There is no established approach to measuring or estimating the social or exchequer values of changes to a system. Further challenges include: difficulty attributing specific system change outcomes to the pathfinder programme (or to individual elements of it); agreeing what is in scope in terms of costs and drivers; and determining likely timeframes over which value for money might be realised.

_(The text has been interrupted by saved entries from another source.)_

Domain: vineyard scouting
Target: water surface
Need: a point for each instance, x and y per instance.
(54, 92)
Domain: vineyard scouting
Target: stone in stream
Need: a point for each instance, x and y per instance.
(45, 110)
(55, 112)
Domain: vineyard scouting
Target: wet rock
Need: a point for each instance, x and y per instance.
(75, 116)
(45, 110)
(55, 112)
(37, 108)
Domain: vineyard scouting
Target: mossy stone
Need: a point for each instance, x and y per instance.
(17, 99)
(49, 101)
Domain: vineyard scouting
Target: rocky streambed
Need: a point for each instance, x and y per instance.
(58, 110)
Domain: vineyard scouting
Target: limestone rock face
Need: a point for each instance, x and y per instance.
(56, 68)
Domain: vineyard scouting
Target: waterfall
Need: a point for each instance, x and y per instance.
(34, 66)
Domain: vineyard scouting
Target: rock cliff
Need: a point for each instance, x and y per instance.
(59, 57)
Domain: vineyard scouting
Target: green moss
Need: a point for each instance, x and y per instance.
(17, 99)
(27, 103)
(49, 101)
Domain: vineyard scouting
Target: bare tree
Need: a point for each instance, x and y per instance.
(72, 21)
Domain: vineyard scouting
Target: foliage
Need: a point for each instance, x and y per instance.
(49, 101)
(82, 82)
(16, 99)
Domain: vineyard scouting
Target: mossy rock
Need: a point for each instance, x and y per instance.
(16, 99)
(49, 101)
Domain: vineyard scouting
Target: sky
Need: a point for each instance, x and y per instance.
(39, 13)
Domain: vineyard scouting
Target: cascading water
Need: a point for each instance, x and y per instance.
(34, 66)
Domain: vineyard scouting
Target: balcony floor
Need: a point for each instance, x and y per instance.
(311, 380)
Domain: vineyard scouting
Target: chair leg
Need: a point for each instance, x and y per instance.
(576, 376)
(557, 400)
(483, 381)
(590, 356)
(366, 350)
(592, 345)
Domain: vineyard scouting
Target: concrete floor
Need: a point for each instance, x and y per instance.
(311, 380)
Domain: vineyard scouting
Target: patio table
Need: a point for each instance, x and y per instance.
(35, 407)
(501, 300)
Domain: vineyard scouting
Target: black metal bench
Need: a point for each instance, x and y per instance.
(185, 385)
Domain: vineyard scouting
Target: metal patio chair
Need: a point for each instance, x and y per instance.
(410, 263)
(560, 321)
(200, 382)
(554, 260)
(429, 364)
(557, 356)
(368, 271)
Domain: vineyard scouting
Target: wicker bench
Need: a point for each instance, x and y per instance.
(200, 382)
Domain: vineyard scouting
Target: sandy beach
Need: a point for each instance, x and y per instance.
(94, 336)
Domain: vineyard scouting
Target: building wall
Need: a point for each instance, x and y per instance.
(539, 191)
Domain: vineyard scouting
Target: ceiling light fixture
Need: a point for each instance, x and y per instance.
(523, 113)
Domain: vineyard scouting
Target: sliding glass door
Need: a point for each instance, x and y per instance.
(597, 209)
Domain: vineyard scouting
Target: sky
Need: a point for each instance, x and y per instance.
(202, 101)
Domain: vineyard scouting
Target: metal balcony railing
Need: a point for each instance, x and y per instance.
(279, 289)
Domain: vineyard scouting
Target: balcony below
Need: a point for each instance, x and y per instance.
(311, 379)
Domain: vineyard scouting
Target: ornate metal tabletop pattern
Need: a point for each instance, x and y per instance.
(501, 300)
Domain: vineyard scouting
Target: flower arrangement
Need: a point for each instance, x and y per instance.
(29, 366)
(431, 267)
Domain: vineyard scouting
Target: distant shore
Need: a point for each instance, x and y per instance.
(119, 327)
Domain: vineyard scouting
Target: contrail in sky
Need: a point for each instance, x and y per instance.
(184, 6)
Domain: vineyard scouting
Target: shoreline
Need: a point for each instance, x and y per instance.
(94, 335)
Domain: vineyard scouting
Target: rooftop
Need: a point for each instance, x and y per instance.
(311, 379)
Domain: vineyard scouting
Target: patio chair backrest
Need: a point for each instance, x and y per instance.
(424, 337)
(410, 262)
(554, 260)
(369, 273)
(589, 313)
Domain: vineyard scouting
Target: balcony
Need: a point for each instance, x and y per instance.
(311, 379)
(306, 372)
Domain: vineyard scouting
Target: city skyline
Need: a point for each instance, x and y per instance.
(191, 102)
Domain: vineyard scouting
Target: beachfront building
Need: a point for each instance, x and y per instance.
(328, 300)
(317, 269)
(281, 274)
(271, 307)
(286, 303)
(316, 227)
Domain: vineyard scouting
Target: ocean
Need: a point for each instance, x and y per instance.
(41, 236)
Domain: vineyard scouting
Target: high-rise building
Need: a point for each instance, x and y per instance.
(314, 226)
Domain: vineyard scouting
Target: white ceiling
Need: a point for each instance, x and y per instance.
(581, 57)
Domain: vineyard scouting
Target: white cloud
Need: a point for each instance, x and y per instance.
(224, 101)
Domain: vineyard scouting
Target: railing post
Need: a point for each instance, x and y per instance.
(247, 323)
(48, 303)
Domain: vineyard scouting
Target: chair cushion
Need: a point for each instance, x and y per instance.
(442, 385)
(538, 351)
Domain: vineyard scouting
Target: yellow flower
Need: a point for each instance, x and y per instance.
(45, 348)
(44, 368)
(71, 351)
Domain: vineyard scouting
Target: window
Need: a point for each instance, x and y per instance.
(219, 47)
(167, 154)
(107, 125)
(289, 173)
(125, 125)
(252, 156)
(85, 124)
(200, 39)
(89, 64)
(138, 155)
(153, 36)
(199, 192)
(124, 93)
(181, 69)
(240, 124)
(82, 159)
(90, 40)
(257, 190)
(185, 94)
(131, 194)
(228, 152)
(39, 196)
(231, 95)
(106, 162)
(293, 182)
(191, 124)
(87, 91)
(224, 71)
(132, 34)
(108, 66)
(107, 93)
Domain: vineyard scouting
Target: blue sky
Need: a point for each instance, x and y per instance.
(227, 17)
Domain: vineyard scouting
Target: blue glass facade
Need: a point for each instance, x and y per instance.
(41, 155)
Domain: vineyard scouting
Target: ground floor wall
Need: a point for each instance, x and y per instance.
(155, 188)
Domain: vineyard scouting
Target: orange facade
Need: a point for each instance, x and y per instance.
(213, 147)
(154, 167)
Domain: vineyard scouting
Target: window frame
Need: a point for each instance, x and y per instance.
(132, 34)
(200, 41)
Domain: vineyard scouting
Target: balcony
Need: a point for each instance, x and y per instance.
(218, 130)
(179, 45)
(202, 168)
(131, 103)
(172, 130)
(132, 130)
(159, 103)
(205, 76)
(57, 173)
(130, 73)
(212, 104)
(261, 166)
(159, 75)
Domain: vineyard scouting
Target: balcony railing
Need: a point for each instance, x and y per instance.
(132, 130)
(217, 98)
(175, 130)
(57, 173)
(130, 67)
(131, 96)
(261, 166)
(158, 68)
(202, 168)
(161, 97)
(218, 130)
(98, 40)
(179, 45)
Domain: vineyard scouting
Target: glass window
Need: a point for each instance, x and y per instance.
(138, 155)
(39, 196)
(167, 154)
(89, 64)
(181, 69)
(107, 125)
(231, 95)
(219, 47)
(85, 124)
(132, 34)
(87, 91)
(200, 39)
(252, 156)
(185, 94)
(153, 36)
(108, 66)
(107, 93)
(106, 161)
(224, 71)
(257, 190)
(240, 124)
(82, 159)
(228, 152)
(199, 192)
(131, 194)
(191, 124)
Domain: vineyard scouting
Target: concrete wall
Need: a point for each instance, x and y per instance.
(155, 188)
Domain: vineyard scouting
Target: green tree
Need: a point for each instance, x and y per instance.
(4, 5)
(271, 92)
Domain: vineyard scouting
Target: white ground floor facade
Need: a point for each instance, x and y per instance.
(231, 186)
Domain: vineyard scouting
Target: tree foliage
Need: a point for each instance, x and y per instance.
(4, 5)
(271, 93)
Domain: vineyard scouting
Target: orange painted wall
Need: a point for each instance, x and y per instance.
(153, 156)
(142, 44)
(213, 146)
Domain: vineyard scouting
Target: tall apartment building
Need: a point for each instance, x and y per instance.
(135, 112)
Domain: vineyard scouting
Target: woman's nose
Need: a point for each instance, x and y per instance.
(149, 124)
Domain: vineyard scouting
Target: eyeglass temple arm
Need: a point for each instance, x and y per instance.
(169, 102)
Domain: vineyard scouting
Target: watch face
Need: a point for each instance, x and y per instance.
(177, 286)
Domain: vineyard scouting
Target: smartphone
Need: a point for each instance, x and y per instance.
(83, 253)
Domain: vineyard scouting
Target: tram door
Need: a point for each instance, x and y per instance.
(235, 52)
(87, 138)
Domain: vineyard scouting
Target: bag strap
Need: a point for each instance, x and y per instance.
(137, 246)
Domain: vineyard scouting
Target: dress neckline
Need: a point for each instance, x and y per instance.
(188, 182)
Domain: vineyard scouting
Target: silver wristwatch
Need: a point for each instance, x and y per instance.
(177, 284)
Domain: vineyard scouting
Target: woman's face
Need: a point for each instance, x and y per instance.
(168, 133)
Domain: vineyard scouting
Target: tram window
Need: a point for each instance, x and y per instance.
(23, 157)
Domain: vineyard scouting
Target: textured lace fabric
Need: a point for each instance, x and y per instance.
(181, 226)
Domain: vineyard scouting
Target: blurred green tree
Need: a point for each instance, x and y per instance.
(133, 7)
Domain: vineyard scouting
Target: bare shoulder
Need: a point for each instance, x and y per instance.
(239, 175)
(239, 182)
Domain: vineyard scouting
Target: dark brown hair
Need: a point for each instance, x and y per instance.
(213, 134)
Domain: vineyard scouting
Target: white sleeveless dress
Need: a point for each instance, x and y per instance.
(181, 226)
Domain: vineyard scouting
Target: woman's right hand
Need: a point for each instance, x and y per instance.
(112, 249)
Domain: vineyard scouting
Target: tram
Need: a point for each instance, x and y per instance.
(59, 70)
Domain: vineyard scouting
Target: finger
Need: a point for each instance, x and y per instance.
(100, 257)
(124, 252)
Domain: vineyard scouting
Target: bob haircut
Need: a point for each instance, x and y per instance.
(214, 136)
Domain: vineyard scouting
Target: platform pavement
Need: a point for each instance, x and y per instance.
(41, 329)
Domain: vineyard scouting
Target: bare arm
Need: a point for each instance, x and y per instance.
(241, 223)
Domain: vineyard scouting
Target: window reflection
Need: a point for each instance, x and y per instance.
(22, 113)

Suggested principles for assessing the value for money of system change approaches like the Glasgow pathfinder include:

  • Considering ‘value for money’ of system change in different ways across different time frames, including setting indicators of short- and medium-term progress towards the long-term vision
  • In the early stages in particular, considering broader benefits beyond cost savings, recognising that it may take time for change to feed through into budgets reducing or stabilising
  • Assessing value for money against the counterfactual of what is expected to happen in the future if the system is not reformed, rather than against the current system, and
  • Adopting a mixed method approach, drawing on qualitative and quantitative evidence since some aspects of system change (like culture change) are harder to ‘count’.

The full report includes a fuller discussion of potential value for money indicators.

The Performance Management Framework (PMF),[8] developed by Glasgow Community Planning Partnership and facilitated by members of the MACT, includes various measures of relevance to assessing value for money of the pathfinder approach. These include: changes in the number of crisis grant applications and referrals; level of demand for debt-related services; and partner perceptions of whether the system is more joined up. Consideration should also be given as to what to use as a ‘counterfactual’ for measuring the impact of system change. This could include comparing actual demand and spend in the future with the level of demand and spend that was forecast prior to the system change. It could also include comparing trends in key outcome measures with trends for comparison areas (in Scotland or, potentially, England).